食事面では、栄養バランスが大幅に崩れていることはないようであったが、間食に甘いものをよく食べているとのことであった。
「めまいなどの症状は脳の特別な病気ではなく、うつからくる症状だと思います。 」
と話すと、同伴していた母親と顔を見合わせしばらく黙っていた後、頷いて同意された。「やっぱり」と思ったらしい。
ちなみに採血検査は
- フェリチン33.5
- BUN14
- AST11/ALT7 γ-GTP13
- Hb14.1 MCV87.8
という結果で、「貧血を伴わない中等度の鉄不足。そして、トランスアミナーゼの低値及び乖離からは、極軽度の蛋白摂取不足とビタミンB6不足があるかな。」と考えた。

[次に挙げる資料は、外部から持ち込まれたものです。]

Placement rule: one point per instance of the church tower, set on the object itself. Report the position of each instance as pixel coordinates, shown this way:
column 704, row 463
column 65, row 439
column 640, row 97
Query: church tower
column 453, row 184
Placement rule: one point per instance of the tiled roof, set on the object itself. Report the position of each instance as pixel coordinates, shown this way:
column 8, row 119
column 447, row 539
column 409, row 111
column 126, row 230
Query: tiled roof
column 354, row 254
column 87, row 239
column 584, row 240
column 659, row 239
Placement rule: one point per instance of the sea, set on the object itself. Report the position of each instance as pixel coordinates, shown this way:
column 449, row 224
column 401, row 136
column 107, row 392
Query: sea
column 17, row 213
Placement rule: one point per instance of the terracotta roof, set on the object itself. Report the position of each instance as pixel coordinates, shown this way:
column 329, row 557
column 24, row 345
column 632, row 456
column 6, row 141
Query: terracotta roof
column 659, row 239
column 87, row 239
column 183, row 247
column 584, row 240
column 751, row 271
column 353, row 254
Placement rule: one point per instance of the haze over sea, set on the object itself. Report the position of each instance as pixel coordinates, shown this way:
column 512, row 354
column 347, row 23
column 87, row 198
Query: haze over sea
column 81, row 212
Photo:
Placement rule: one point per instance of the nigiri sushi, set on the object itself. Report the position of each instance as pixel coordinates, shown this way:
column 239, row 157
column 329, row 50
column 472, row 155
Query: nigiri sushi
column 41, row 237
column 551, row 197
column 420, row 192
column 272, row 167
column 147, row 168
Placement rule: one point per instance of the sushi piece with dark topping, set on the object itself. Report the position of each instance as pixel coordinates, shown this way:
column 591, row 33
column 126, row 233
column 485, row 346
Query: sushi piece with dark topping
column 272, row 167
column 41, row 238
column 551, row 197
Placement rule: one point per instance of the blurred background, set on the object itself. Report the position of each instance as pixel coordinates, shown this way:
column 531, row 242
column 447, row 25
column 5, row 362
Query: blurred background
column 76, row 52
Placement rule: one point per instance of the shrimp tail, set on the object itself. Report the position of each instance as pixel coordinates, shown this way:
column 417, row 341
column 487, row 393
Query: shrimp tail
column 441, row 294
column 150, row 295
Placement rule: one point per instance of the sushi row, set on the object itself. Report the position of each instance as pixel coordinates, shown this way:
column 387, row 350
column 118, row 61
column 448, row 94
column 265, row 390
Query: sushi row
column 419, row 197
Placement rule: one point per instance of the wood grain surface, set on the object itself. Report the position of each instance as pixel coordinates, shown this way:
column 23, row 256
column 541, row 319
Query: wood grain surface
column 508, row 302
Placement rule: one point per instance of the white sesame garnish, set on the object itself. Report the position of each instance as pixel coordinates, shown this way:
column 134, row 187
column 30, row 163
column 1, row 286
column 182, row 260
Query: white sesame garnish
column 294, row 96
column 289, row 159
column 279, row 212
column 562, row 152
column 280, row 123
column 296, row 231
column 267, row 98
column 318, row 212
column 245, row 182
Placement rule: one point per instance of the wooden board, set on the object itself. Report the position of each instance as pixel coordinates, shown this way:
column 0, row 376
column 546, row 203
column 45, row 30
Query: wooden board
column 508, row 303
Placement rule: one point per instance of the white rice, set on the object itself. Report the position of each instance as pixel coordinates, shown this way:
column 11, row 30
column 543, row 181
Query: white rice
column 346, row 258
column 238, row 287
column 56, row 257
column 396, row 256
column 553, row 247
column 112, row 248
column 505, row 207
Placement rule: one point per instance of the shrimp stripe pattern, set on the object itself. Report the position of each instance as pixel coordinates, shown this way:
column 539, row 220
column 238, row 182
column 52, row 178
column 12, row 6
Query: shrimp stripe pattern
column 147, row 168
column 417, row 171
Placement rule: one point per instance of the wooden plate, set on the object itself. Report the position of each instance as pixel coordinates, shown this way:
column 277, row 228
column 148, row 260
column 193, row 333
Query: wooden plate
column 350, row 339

「最も重要なのは休息なので、まずは仕事を休みましょう」と話して、職場に提出する診断書を作成した。そして、
- 甘いものを控えて、タンパク質を多めに意識して摂取して下さい
- 鉄剤を内服してもいいですが、まずはレバーや小松菜などを意識して食べて下さい
- ビタミンB群のサプリメントを摂ってみて下さい
と勧めて2週間後に再診したが、明らかに調子が上がってきたようで、めまいもほぼ消失していた。この改善を確認して「抗うつ薬は不要でしょうね」と説明し、次回診察を1ヶ月後とした。
まとめると、自分のうつ病診療は
- 頭部画像(CT)は念のために撮る
- 採血は行う
- 栄養面の問診、特に糖質過多や鉄不足になっていないかは確認する
- 診断即投薬には慎重
このような感じである。 特に、「診断即投薬には慎重」については、うつ病だろうが認知症だろうが同じスタンスで臨んでいる。
様々な精神症状(気分や感情の訴えを含め)を細かくカテゴライズして「疾患」に落とし込めるほど、現在の精神医療が診断に際して客観的証拠を多く持っているのだろうか?という疑念が自分にある以上、「即投薬」という危ない橋は極力渡らないように気をつけている。